Propagation of error also helps explain why two algorithms for the same problem can have different accuracy. One algorithm may keep errors small, while another may magnify them. Good numerical methods are designed to control this growth.

Conclusion

Propagation of error is the study of how uncertainty in input values affects the uncertainty in a computed result. students, the main idea is that errors do not stay isolated; they move through formulas according to the operations involved and the sensitivity of the function. Absolute error is useful for addition and subtraction, relative error is useful for multiplication and division, and derivatives help estimate the effect of small changes in general functions.

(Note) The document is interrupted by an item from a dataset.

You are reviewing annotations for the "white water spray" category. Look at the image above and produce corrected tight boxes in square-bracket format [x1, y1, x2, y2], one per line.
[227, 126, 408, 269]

This topic fits directly into numerical error and computation because computers and measurements rarely give exact values. Understanding propagation of error helps you judge whether a result is reliable, identify risky steps in a calculation, and choose better methods when accuracy matters. It is a core part of numerical analysis and a practical tool in science, engineering, and everyday problem-solving βœ…

Study Notes

  • Propagation of error describes how input uncertainty affects the final result.
  • Absolute error is $|\hat{x} - x|$.
  • Relative error is $\frac{|\hat{x} - x|}{|x|}$ for $x \neq 0$.
  • In addition and subtraction, absolute errors tend to combine.
  • In multiplication and division, relative errors tend to combine.
  • Subtracting nearly equal numbers can cause cancellation and loss of accuracy.
  • For $y = f(x)$, a small change gives $\Delta y \approx f'(x)\Delta x$.
  • For several variables, partial derivatives estimate how each input error contributes.
  • Powers can amplify relative error; roots can reduce it.
  • Propagation of error is important in floating-point computation because rounding errors can spread through many steps.
  • The topic helps evaluate the reliability and stability of numerical methods.